On-line sensor technology is currently emerging to address both process efficiency and quality improvement in food processing operations. Processing of food products is complex, involving many steps which, when controlled, can have a direct effect on the quality of the product as perceived by the consumer. To control a food process, sensor technology can be coupled with process control systems. This technology can take many forms, from simple physical measurements of material weight and ingredient size, to complex analytical chemical and biosensors which can measure chemical reactions as they are occurring during food production.

The challenge for food processors, therefore, is to select the best sensor and overall process control strategy for a given process. This involves knowledge of sensor technologies and types, as well as knowledge of the process and the steps which need to be monitored and controlled.

At the research level, identification and synthesis of new materials is a key factor in the development of new sensors for on-line use. Cooperation between the material scientist, the food scientist, the physical chemist, the physicist, and the engineer is important to be able to understand and tailor sensor performance for the on-line processing environments of the food processor. Such research studies are giving rise to new sensors including polymers, ceramics, and new optical systems.

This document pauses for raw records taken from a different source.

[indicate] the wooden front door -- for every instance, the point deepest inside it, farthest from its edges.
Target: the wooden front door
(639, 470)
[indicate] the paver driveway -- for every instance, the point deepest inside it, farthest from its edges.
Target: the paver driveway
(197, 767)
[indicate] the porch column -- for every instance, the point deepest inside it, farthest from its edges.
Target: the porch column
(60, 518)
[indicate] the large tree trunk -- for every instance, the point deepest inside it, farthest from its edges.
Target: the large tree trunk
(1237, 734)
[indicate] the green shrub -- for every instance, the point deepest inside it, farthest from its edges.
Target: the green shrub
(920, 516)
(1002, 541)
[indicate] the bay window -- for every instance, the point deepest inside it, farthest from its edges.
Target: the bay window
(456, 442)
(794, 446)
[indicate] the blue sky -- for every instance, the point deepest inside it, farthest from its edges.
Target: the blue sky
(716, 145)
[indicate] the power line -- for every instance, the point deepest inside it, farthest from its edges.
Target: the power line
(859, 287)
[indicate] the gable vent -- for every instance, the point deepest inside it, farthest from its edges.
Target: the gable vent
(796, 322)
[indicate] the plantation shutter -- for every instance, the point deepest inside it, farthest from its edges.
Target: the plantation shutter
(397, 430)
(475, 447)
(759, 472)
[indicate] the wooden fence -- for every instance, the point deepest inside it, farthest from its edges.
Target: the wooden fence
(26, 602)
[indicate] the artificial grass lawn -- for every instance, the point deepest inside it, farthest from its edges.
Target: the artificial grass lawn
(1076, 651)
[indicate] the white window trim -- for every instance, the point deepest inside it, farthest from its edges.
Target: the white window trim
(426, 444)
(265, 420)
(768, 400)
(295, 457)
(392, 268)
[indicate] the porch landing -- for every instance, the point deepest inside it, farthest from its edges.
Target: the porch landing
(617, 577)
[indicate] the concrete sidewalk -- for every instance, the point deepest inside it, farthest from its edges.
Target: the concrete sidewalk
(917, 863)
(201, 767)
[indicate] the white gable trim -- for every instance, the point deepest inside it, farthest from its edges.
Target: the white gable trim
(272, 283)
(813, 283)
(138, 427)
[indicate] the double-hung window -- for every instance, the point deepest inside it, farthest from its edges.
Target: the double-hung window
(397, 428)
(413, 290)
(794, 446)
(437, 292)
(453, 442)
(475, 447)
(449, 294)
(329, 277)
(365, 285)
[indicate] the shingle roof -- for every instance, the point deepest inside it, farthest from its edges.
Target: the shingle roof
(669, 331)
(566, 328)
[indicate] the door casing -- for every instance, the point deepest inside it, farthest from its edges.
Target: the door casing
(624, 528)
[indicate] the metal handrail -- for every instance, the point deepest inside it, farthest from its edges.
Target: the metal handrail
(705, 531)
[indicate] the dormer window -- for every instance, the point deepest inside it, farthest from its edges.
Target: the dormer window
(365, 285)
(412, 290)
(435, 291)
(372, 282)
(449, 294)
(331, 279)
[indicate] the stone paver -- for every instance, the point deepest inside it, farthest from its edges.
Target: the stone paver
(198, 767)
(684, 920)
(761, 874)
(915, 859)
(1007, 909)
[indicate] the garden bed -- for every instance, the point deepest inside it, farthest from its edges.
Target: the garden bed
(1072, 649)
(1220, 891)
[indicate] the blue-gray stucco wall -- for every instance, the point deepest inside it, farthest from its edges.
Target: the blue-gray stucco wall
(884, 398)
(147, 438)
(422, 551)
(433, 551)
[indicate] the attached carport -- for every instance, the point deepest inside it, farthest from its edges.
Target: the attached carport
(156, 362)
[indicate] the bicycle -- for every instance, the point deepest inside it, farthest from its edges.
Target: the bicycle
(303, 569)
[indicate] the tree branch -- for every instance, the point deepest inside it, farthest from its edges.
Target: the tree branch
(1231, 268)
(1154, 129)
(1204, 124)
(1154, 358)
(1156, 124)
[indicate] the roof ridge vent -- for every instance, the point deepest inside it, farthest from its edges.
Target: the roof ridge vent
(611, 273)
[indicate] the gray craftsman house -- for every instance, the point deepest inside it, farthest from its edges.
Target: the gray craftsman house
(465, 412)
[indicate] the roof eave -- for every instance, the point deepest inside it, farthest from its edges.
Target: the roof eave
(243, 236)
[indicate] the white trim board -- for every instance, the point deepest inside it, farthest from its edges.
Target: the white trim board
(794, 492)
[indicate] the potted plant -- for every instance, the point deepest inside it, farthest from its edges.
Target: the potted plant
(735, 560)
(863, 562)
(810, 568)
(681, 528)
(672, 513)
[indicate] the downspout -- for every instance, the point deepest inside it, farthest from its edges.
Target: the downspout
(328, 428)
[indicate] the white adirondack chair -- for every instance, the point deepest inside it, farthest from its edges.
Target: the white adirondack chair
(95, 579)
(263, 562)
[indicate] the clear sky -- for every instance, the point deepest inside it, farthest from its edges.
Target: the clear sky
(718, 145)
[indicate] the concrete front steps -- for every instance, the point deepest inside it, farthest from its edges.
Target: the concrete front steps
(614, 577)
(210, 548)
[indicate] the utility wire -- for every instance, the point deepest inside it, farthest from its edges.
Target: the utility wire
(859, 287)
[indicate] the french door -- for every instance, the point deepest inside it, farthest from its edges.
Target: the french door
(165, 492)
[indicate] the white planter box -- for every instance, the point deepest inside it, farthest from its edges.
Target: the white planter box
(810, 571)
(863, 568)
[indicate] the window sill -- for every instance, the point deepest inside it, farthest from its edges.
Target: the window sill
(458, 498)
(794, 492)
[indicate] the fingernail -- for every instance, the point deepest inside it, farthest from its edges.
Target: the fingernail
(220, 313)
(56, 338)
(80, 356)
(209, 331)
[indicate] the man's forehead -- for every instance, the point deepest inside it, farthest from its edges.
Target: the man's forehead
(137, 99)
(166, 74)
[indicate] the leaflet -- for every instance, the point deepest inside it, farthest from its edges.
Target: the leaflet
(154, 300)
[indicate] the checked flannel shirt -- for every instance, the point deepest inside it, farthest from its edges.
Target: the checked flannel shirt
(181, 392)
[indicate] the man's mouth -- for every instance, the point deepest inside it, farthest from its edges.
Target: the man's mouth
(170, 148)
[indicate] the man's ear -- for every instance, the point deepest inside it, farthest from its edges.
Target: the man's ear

It is hoped that this chapter will provide readers with the tools necessary for selection of sensors for targeted applications. Although further research and development is necessary to bring many of these emerging sensor technologies to the market, successes like those described from laboratories at the Center for Advanced Food Technology, the Center for Process Analytical Chemistry, the Japanese Research and Development Association for Sensing in the Food Industry, the Leatherhead Research Association, and the Campden Food and Drink Research Association, illustrates that sensing technology is coming of age in today's food processing industry.